Ce ne sera pas une mince affaire. Alibaba a beau avoir des sites en anglais, et même un site purement américain (11 Main), son nom reste à faire. Or, près de neuf Américains sur 10 ne sont pas au courant de son existence, montre un sondage Ipsos réalisé pour Thomson Reuters. Qu'Alibaba ne vende pas sa propre marchandise (contrairement à Amazon), mais offre celle d'autres marchands (un peu comme eBay) ne change rien à l'affaire. Dans le commerce de détail, marque et réputation sont déterminantes pour l'achalandage.

La réussite d'Alibaba en Chine est impressionnante. C'est ce qui lui permet aujourd'hui d'aller chercher tant de capitaux. Reste à voir si elle saura les mettre à profit, et si elle s'en remettra aux acquisitions et prises de participation pour alimenter sa croissance.

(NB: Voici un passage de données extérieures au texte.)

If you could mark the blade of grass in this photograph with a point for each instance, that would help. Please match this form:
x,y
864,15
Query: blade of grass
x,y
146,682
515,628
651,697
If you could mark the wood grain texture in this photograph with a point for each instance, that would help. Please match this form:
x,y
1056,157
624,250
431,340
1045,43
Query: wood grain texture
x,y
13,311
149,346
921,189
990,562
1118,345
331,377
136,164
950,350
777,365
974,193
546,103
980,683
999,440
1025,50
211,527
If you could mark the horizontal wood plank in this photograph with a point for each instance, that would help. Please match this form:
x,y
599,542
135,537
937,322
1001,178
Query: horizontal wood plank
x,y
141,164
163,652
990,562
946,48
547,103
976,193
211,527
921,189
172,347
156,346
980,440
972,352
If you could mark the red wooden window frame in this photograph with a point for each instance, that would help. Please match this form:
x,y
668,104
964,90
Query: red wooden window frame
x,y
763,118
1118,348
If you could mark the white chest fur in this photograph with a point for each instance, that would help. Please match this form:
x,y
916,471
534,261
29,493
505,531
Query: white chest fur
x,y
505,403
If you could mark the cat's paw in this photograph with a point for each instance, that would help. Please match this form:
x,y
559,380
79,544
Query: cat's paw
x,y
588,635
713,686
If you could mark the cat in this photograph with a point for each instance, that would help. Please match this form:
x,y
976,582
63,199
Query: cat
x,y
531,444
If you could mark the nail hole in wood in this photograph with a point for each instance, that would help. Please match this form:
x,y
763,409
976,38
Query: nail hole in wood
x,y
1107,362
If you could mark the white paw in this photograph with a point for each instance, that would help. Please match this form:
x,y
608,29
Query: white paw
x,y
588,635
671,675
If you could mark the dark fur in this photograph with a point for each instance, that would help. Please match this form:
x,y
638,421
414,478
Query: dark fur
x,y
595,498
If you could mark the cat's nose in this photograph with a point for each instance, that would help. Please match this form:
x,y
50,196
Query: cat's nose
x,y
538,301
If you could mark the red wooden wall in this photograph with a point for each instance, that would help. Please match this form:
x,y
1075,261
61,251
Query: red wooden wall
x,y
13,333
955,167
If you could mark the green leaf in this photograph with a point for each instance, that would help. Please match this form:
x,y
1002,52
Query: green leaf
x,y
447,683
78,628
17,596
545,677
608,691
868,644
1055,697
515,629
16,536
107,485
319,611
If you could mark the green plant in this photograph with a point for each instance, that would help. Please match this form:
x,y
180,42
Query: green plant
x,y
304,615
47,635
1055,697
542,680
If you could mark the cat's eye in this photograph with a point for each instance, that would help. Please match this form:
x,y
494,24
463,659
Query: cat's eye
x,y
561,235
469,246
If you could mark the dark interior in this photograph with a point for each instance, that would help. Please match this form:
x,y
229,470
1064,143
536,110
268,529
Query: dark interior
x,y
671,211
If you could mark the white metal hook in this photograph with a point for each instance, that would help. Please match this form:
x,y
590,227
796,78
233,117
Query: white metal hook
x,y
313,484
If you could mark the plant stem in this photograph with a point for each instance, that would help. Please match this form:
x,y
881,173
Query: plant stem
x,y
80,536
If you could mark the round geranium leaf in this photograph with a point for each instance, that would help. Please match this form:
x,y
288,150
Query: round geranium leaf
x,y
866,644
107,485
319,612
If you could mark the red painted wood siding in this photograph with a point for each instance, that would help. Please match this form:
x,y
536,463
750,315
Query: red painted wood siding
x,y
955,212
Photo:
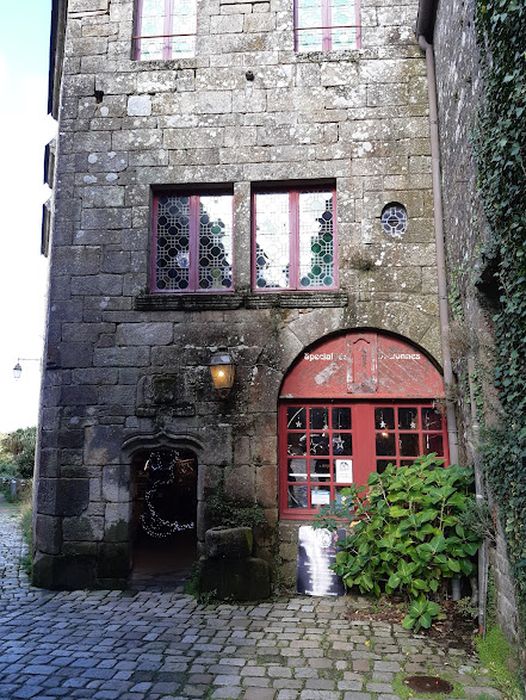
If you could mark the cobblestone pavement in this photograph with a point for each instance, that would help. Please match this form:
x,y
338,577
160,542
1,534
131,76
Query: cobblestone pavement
x,y
106,645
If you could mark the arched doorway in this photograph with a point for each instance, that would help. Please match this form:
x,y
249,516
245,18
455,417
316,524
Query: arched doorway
x,y
349,406
164,517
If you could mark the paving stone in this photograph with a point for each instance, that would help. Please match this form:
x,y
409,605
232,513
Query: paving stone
x,y
163,645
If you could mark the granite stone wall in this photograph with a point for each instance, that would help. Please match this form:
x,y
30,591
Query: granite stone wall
x,y
127,369
472,289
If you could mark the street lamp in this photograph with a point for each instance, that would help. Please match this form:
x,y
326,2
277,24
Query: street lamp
x,y
17,369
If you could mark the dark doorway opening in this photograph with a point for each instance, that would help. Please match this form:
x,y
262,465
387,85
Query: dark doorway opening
x,y
164,518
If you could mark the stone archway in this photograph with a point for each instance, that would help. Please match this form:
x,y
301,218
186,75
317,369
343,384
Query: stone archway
x,y
163,510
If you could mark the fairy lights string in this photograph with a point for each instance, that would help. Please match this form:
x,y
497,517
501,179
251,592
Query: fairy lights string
x,y
157,464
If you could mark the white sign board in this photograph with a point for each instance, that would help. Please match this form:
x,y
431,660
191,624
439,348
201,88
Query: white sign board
x,y
343,471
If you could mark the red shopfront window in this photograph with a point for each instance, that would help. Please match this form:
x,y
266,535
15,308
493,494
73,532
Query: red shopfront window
x,y
294,242
192,242
351,404
164,29
326,447
326,25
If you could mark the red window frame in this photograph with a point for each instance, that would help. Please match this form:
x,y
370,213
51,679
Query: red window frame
x,y
364,455
166,13
193,286
294,237
326,27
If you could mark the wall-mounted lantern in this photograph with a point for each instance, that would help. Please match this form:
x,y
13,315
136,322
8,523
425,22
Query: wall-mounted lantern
x,y
17,369
222,372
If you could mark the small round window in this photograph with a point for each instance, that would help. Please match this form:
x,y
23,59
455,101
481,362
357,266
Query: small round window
x,y
394,219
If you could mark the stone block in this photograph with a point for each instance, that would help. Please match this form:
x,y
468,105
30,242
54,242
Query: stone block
x,y
102,445
229,542
139,106
266,486
48,534
240,483
62,496
242,579
144,334
230,24
66,572
88,529
117,519
121,357
116,483
114,561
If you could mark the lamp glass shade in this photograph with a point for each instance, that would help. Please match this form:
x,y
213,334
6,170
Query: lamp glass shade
x,y
222,371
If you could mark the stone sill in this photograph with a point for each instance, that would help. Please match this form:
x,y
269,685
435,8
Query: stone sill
x,y
228,302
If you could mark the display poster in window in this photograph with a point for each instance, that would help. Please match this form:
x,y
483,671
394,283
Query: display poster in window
x,y
317,549
343,471
320,496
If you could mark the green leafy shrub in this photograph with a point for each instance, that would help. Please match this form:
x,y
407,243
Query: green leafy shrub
x,y
17,452
407,534
499,658
421,613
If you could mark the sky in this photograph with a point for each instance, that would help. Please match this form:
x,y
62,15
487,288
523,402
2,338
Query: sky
x,y
25,129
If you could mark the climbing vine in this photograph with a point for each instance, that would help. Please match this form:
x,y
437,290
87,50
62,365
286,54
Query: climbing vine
x,y
501,162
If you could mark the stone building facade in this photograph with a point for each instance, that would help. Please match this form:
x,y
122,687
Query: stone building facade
x,y
473,287
126,361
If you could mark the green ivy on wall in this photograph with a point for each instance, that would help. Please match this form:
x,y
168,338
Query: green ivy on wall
x,y
501,162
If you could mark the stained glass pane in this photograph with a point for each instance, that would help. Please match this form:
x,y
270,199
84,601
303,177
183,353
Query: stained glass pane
x,y
342,443
343,31
272,240
341,418
319,418
320,496
320,469
319,444
381,465
308,25
434,443
167,36
297,470
385,444
409,444
316,239
384,418
296,418
431,419
215,242
297,444
183,24
408,418
173,243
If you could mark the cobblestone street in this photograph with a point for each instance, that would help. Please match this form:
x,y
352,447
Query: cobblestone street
x,y
106,645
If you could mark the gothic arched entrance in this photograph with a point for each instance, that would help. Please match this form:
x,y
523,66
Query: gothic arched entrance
x,y
164,516
349,406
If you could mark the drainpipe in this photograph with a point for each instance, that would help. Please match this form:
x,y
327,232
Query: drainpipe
x,y
425,27
441,256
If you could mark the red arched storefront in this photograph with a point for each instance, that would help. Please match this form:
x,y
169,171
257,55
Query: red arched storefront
x,y
349,406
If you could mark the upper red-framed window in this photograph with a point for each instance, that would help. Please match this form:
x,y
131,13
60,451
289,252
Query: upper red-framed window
x,y
326,25
192,242
164,29
294,239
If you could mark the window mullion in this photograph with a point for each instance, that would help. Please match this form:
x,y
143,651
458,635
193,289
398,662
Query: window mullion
x,y
168,29
154,257
326,21
194,243
294,239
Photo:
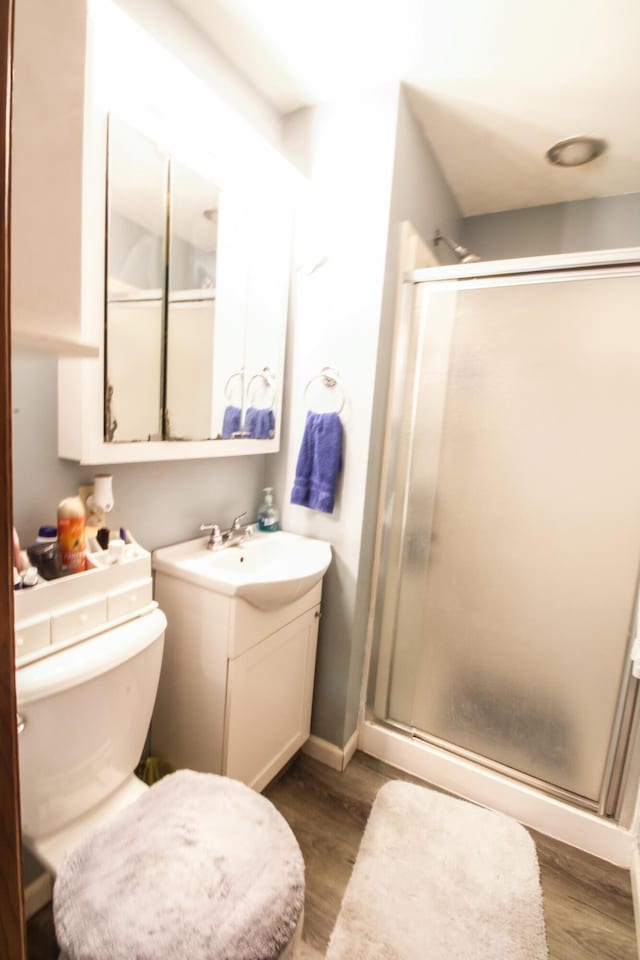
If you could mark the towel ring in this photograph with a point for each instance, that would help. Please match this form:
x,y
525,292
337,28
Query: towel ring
x,y
227,386
267,376
330,378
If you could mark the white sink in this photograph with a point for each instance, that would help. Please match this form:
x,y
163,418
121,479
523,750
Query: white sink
x,y
269,570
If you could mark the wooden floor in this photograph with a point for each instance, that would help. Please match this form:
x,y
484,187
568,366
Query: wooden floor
x,y
587,902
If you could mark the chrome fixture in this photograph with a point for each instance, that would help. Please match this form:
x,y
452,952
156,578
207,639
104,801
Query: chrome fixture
x,y
461,252
233,537
574,151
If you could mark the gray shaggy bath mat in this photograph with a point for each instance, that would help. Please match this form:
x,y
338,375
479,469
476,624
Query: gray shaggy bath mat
x,y
438,878
200,867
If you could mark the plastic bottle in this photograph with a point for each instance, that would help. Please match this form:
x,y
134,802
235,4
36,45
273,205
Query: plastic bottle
x,y
71,527
268,516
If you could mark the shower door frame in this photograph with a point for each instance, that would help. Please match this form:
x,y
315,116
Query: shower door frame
x,y
392,518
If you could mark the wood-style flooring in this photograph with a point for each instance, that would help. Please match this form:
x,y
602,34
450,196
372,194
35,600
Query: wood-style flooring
x,y
587,902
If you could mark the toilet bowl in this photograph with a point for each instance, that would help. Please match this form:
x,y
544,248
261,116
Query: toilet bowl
x,y
83,716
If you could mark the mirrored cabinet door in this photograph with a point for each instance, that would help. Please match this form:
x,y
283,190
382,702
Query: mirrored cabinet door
x,y
135,282
191,305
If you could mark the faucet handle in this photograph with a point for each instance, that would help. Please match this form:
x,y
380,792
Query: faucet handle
x,y
214,530
235,524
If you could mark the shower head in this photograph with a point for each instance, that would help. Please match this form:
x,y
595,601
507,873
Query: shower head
x,y
461,252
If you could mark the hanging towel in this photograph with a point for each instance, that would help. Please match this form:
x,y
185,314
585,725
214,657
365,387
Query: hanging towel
x,y
231,421
319,462
259,423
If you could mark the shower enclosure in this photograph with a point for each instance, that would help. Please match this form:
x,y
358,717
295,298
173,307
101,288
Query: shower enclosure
x,y
510,547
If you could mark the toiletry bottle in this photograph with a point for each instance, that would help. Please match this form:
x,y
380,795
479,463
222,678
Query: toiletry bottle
x,y
268,516
71,524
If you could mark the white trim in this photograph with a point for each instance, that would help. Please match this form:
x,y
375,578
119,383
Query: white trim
x,y
627,256
550,816
37,894
635,890
350,748
335,757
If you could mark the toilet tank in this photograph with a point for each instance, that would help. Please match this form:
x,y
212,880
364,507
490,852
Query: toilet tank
x,y
86,712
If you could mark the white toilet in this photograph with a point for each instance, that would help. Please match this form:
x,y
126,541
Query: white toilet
x,y
83,716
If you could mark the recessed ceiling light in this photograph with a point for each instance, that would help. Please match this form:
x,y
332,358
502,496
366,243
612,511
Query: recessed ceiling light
x,y
575,151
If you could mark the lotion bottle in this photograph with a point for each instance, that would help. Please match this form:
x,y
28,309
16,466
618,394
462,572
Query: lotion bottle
x,y
71,533
268,516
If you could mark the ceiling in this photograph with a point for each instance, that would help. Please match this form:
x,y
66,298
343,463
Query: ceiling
x,y
493,83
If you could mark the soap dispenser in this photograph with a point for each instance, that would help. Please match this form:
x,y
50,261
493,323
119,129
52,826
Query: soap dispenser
x,y
268,516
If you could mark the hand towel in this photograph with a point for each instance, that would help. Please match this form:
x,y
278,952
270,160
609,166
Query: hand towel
x,y
230,421
319,462
259,423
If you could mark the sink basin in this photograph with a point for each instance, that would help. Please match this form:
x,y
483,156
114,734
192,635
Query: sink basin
x,y
269,570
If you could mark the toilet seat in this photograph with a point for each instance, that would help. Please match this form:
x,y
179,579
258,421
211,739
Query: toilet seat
x,y
52,849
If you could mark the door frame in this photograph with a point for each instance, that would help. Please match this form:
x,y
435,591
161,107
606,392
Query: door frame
x,y
12,917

La même question se pose pour Yahoo! , qui va passer à la caisse en réduisant sa participation dans Alibaba. La patronne, Marissa Mayer, multipliera-t-elle les achats coûteux, comme Tumblr l'an dernier? Elle a intérêt à viser juste, car si Yahoo! continue à stagner, l'entreprise sera elle-même gobée par plus ambitieux qu'elle.